Personal information
- Date of birth: 25 February 1907
- Place of birth: Ókeresztúr, Kingdom of Hungary, Austria-Hungary
- Date of death: 18 November 1948 (aged 41)
- Place of death: Baja, Hungary
- Height: 1.92 m (6 ft 3+1⁄2 in)
- Position(s): Goalkeeper

Senior career*
- Years: Team / Apps / (Gls)
- 1926–1927: SAND / 5 / (0)
- 1929–1930: Ferencváros / 4 / (0)
- 1931–1932: Újpest / 1 / (0)

International career
- 1927–1928: Kingdom of Serbs, Croats and Slovenes / 5 / (0)

= Geza Šifliš =

Yugoslav association footballer

Geza Šifliš (Геза Шифлиш, Siflis Géza; 25 February 1907 – 18 November 1948) was a Yugoslav football goalkeeper of Hungarian ethnicity. He was part of Yugoslavia's team at the 1928 Summer Olympics.

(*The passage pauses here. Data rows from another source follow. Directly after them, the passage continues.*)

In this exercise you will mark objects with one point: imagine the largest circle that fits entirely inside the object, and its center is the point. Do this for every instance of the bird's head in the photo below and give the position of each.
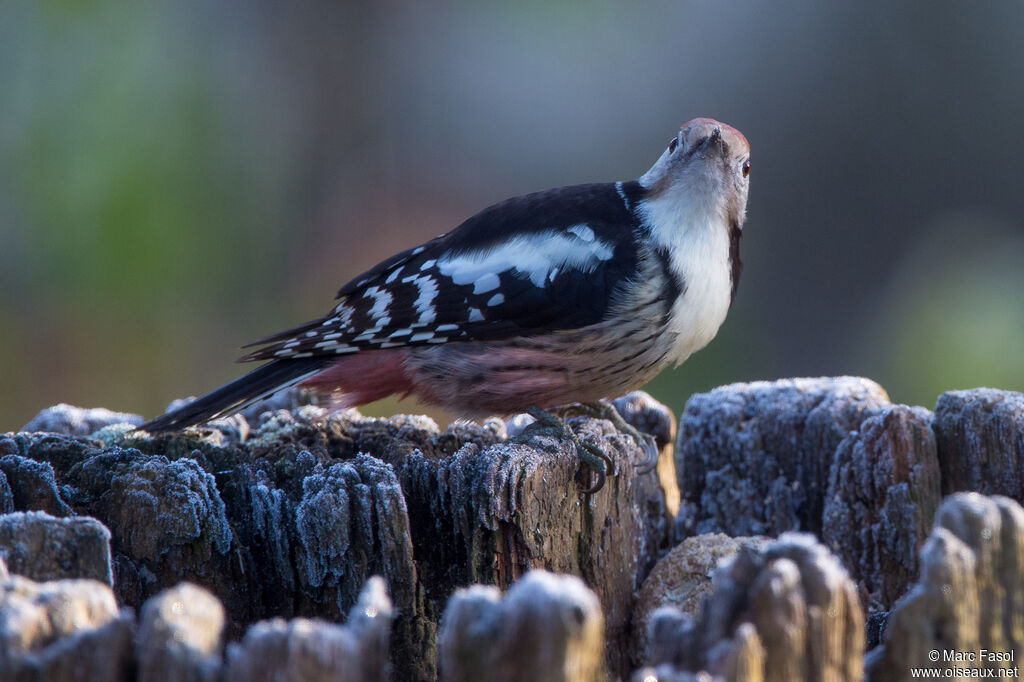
(706, 166)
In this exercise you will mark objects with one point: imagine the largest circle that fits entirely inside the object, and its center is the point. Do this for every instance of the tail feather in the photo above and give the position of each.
(237, 395)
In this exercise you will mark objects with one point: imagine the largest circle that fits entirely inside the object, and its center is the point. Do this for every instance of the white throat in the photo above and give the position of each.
(695, 233)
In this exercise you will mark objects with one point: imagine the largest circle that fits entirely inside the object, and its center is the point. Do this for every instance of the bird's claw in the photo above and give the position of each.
(607, 411)
(591, 456)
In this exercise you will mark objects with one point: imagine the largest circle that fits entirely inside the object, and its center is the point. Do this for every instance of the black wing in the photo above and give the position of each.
(549, 260)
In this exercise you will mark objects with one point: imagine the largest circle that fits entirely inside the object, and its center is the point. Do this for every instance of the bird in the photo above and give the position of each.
(566, 296)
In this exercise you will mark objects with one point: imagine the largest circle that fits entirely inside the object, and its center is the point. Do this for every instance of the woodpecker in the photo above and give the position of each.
(569, 295)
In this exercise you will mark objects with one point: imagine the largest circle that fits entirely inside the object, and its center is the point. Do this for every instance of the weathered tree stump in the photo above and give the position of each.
(279, 522)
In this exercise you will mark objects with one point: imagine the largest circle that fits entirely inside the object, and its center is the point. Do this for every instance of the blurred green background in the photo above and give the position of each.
(179, 178)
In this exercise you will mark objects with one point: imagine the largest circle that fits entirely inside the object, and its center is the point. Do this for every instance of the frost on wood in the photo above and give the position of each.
(495, 514)
(288, 516)
(69, 420)
(882, 495)
(830, 456)
(546, 628)
(62, 631)
(38, 546)
(179, 636)
(754, 459)
(316, 650)
(980, 436)
(682, 579)
(970, 595)
(786, 612)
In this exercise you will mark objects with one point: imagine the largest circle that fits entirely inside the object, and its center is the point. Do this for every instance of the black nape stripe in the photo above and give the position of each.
(735, 264)
(674, 282)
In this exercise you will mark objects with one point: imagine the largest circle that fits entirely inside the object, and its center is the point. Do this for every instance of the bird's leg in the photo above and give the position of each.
(607, 411)
(548, 424)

Nicknamed Gouliver for his height and strength, he played in top league clubs in Yugoslavia and Hungary.

==Career==
Born in Ókeresztúr, Austria-Hungary (nowadays Srpski Krstur, Serbia), he first appeared playing for SAND in the 1927 Yugoslav Football Championship. Then in 1929 he moved to Hungary where he first played with Ferencváros between 1929 and 1930, and then with Újpest between 1931 and 1932.

He played five matches for the Yugoslavia national team, one of them at the 1928 Summer Olympics against Portugal. He played all 5 national team matches while playing with SAND.

He was an ethnic Hungarian, and after joining Hungarian side Ferencváros, he stayed in Hungary. In 1936, he married Hungarian swimmer Magda Szász. He died in Baja, Hungary on 18 November 1948.